Let me point to some of the most important ones:
First, integrated capital markets can provide companies with more equity and equity-like funding, so there is a better overall funding mix.
Given banks’ declining capacity to provide credit and rising corporate debt levels, firms need to tap equity and other capital market instruments for their financing.
More equity funding will also help better absorb the long-term damage of structural shocks, such as a pandemic.
We will continue efforts to reduce the cost of access to capital markets for SMEs.
Second, capital markets must provide citizens with more and better investment opportunities to benefit from the structural changes that our economy is undergoing.
For instance, they should have access to better long-term returns on pension schemes or more resources for a more sustainable and circular economy.
We want to make Europe a more transparent and cost-effective place for retail investors.

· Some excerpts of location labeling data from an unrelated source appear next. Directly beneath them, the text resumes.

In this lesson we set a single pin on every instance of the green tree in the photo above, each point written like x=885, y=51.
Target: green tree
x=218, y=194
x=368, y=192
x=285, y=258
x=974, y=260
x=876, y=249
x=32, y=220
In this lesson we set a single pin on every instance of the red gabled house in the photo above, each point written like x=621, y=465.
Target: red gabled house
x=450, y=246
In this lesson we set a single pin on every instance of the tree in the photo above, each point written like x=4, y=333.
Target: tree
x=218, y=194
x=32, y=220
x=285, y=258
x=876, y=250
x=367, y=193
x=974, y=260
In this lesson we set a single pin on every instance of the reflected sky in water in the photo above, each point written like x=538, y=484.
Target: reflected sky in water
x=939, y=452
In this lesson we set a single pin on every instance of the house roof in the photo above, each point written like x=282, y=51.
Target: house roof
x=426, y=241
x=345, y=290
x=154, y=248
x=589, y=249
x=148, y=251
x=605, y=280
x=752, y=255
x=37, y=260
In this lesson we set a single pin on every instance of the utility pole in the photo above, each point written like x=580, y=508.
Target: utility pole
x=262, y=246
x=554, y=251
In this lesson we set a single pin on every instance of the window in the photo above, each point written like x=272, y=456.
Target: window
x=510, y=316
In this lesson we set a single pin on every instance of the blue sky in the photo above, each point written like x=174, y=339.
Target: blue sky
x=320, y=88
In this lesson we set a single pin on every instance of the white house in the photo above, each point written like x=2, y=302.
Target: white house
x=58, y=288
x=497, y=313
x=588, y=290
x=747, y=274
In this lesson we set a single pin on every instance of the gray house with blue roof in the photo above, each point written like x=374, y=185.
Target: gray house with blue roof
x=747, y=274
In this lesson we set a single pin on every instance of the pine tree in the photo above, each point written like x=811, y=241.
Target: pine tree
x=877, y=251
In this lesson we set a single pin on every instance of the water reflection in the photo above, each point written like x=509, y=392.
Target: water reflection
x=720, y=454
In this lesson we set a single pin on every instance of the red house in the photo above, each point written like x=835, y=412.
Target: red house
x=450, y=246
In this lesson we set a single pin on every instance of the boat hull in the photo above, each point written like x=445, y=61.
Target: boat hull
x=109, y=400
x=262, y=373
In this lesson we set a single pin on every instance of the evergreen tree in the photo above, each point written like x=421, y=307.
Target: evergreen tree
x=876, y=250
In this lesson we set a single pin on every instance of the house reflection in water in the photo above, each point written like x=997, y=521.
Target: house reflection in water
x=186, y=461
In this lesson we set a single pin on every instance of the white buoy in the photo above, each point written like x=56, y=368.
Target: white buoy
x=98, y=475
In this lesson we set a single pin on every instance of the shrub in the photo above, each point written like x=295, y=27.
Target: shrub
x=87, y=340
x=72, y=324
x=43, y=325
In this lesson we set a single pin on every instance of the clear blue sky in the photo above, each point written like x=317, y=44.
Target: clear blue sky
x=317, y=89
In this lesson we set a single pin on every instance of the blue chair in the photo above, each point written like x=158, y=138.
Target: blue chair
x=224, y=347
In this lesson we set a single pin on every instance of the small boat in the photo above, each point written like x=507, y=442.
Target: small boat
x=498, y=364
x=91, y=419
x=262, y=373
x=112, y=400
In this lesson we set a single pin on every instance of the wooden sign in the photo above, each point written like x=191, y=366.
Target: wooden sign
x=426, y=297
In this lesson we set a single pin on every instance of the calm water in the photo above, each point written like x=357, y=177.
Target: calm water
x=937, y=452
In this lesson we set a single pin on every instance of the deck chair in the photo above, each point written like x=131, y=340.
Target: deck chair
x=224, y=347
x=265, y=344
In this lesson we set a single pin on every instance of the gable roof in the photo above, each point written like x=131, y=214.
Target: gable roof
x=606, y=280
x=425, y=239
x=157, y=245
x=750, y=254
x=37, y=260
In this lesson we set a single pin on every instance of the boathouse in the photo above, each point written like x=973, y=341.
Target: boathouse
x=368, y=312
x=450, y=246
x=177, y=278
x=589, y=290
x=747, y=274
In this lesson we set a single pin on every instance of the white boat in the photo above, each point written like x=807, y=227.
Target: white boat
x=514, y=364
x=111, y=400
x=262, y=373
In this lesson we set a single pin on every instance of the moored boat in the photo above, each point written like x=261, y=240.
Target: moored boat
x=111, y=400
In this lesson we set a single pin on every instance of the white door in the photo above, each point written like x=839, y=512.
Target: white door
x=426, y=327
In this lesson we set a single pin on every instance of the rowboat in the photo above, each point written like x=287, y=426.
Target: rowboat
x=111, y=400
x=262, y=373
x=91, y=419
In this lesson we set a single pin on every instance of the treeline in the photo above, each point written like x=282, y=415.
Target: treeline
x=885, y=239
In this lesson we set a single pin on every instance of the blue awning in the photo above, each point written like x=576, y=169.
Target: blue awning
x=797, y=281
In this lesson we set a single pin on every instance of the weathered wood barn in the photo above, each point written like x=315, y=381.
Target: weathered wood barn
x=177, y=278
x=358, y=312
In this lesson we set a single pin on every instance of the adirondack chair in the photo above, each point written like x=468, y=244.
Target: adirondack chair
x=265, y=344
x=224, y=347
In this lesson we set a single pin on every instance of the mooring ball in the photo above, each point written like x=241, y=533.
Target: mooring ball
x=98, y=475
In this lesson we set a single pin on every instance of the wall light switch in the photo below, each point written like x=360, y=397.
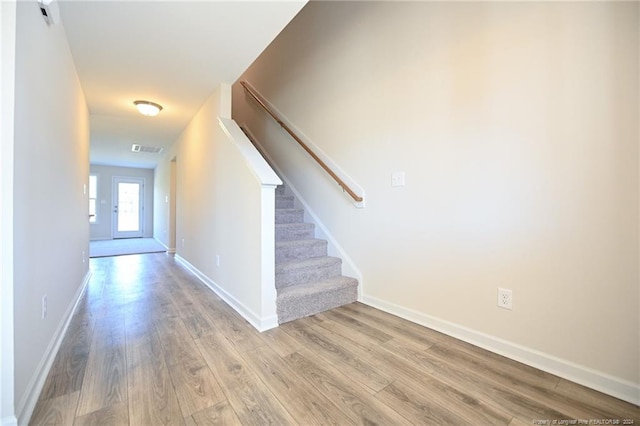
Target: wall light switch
x=397, y=179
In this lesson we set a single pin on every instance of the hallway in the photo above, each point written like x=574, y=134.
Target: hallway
x=150, y=344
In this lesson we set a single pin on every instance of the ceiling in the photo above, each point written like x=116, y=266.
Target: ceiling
x=174, y=53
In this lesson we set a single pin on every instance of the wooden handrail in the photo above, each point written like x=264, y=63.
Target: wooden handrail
x=258, y=98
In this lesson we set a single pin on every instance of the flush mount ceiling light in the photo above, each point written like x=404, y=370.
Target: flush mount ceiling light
x=148, y=108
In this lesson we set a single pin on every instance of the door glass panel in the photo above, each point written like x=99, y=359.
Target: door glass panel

That means reducing informational overload, improving the quality of disclosure and increasing the quality of investment advice.
Moreover, capital markets can boost sustainable investments and enable an environment in which large amounts of capital can be mobilised to achieve climate objectives.
Last but not least, capital markets are a priority for the stability of our financial system during systemic shocks, like this pandemic.
Ladies and gentlemen,
Recent news on vaccine trials suggests that there is light at the end of the tunnel.
But, as much as we hope never to experience an event like this again, we cannot afford to be caught unprepared.
When addressing the major challenges that lie ahead, we are faced with some tough choices – especially about where we direct future financing and investment.
I would like to be very clear that the Covid-19 crisis cannot be used as an excuse to delay addressing climate and environmental challenges.
But we can map our way out of the crisis and into recovery.
If we get it right, we’ll embrace enormous transformational opportunities by making sure we channel investments into companies that can deliver on our green and sustainable objectives.
Change is coming.
We need to embrace the opportunities it will bring.